The Society for Social Work and Research

2014 Annual Conference

January 15-19, 2014 I Grand Hyatt San Antonio I San Antonio, TX

Differential Effects of Motivational Parent Management Training (MPMT) On the Parenting Practices of a Community Corrections Sample

Saturday, January 18, 2014: 2:30 PM
HBG Convention Center, Room 002B River Level (San Antonio, TX)
* noted as presenting author
Claudette L. Grinnell-Davis, MTS, MSW, MS, ABD, PhD Candidate, University of Michigan-Ann Arbor, Ann Arbor, MI
Lew Bank, PhD, Senior Scientist, Oregon Social Learning Center, Portland, OR
Shawna J. Lee, PhD, Assistant Professor, University of Michigan-Ann Arbor, Ann Arbor, MI
Background and Purpose:

Few parenting studies with the corrections population have utilized randomized clinical trials and, of those, none reported on parenting behaviors as outcome variables nor were the effects of the intervention tracked across time. We address these gaps. Does a parenting program that targets community corrections-involved parents also at risk for child welfare system involvement improve parenting behaviors? If so, what factors are more likely to predict positive outcomes? Do these effects endure across time?

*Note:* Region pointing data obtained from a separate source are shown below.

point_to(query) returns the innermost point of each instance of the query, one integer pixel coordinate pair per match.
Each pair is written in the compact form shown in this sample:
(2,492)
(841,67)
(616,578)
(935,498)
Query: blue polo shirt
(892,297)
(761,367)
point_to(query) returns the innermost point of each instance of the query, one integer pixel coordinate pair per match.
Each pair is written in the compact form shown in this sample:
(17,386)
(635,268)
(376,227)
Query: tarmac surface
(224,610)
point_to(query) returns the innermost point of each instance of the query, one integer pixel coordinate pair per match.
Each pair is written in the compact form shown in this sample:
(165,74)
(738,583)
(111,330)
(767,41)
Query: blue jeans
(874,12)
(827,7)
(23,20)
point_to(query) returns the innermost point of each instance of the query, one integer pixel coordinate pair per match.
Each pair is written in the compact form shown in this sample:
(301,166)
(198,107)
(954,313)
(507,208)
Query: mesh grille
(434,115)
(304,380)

152 parents (74 female) involved with the community corrections system were randomly assigned in this longitudinal clinical trial to control  (CAU: n= 72) or MPMT intervention ( n = 80), a motivational version of Parent Management Training  designed to target criminogenic beliefs and reduce substance abuse as well as promote positive parenting techniques and reduce harsh forms of parenting. Data were collected at baseline, intervention completion (6 months) and at 18 months follow-up. A latent class analysis (LCA) on key risk factors was performed to assess differential effects.


The LCA yielded five classes. One class consisted primarily of people living full-time with partners and children and with lower levels of reported alcohol and drug use. The second class was disproportionately male with higher likelihood of poverty and higher levels of drug use and poor impulse control but no child welfare involvement. The third class was marked by persistent use of street drugs. The fourth class consisted of people not living with partners or children and with few impulse challenges. The last class, disproportionately female, was made up of people not living with partners with the highest levels of poverty and child welfare involvement.

The GLMs indicate an increase in positive parenting observations is differential based on class membership within the intervention group (p = .054), with the first two classes listed above demonstrating more positive parenting behaviors. Both effects are significant at intervention completion but dissipate by follow-up.

Findings indicate an interaction of class by intervention in parent report of child behavior concerns (p = .036) with the first two classes reporting more problem behaviors at intervention; contrasts indicate this is a curvilinear relationship over time, with significantly fewer behaviors at follow-up. This same class*intervention interaction is indicated in parent reports of child prosocial behavior,  with children demonstrating a trend toward  higher levels of prosocial behavior (p = .089).


Overall, reductions in poor parenting were significant at intervention completion but not at follow-up. However, the intervention appears to be differential in its effects on children’s behaviors whose parents were from Classes 1&2: parents became more sensitive to problem behaviors, thus reporting more problem behaviors by completion but apparently addressing those behaviors successfully by follow-up. Thus the increase on overall problems in relationship to the increase in prosocial behavior may be seen as an increase in parents’ abilities to recognize problematic behavior rather than an actual increase in behavior problems.